Another thing that I strongly recommend is to look up answers in the cases when you are uncertain of the answer.  The mistake I made during my first practice test was to answer some questions based on the thought that “it’s probably this answer”.  Probably isn’t a good standard to use for GIAC tests because it means you’re going to guess wrong in some circumstances.  If you know the material well and you have a good index, you should have time to look up those “probably” answers and turn them into “certainly” answers. Also, don’t be afraid to skip questions.  The test engine allows you to skip five and I used all of my skips for questions that I knew would require some extra reading and pondering.

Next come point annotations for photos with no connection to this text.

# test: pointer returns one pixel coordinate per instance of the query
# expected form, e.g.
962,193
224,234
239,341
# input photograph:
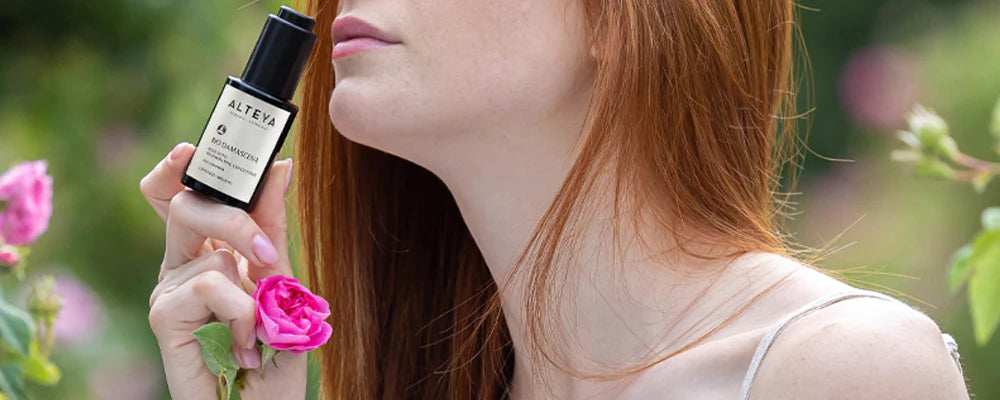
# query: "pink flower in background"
8,256
878,86
81,316
26,192
289,316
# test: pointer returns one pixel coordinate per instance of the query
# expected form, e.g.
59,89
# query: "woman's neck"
620,308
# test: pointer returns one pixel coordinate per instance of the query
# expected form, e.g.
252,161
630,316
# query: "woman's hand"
212,252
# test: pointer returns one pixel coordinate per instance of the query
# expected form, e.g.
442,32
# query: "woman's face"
466,71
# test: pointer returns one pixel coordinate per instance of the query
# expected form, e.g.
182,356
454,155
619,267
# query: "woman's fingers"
193,218
176,312
269,213
222,260
164,181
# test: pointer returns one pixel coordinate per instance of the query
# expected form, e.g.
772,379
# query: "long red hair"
697,95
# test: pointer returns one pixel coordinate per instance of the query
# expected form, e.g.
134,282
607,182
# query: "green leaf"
16,327
984,289
267,354
958,270
232,391
241,377
39,369
995,121
991,219
216,340
934,168
10,381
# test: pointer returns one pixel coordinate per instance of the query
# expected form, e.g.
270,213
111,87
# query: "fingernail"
251,358
264,249
288,179
176,152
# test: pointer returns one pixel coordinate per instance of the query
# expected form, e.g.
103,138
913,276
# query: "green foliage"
216,341
935,154
979,264
16,328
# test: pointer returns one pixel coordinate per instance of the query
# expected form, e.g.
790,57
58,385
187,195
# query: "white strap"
768,339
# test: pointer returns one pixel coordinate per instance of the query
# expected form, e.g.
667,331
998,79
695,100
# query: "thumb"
270,215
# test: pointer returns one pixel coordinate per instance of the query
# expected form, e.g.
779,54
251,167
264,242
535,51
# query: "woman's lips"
354,45
351,34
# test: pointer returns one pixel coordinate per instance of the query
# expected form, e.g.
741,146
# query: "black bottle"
253,114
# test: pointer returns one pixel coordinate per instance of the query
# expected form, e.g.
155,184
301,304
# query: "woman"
542,199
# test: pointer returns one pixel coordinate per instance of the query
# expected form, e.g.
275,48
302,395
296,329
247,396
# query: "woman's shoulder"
864,348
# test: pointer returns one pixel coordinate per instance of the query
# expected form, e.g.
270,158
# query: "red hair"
696,95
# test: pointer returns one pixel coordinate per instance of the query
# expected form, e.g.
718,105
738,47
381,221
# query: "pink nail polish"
176,152
264,250
288,179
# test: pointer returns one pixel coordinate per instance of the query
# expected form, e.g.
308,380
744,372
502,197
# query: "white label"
237,143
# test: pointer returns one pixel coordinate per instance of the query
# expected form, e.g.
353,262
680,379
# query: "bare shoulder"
862,348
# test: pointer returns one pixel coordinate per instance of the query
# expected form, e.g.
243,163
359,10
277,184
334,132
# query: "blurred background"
104,89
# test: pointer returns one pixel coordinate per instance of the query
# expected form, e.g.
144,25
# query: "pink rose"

I’ll be heading out to CEIC tomorrow and I’m looking forward to giving my presentation on Adobe Flash Cookies and meeting new people as well as people I normally just get to communicate with in the virtual world.  One of the reasons  I like going to these conferences is that I can finally meet in person those who I have only communicated with through email, twitter, etc.   They’re a very useful way to keep up on industry trends, tools and techniques.  It’s very powerful having so much knowledge from the community under one roof for a short amount of time.

It’s also a moral imperative that I get a Bacon N’ Egg burger at LBS.  I admit it.  I think with my stomach.  If you actually read this blog and you see me at CEIC, I’d like to know your thoughts on what you think of the blog so far.


  1. Your blog is being read in Saudi Arabia!!! I think it is outstanding and quite informative. Great job!


  2. The blog is good. You've addressed the Kindle, which was a good niche piece, and you've got the Flash stuff brewing.

    I'll admit though, I'm not sure what the "TIM" reference is as it relates to Tableau - could you explain?

  3. Thanks for the kind words, Fred and Crosser.

    I have added a link to the TIM program in the original blog post so you can check it out. TIM is Tableau's imaging software that can achieve some pretty fantastic speeds when you use it with a Tableau write blocking product.

  4. Thanks for the information ericjhuber..,, :)

    im preparing for GCFA exam, as i purchased the practice test,, i just wanted to know that the questions which r there in practice test are similar to the questions coming in exam..

    m so worried abt the exam as its very big amount we need to effort..

    pls mail me


  5. Ray,

    Unfortunately, there isn't much more I can do to help than what I've already posted in this blog post.

    How did you do on the practice test?

  6. Thanks for the good advice, I am gearing up to write the test in November. A bit nervous, but I have spent lots of time preparig (and learned tons!)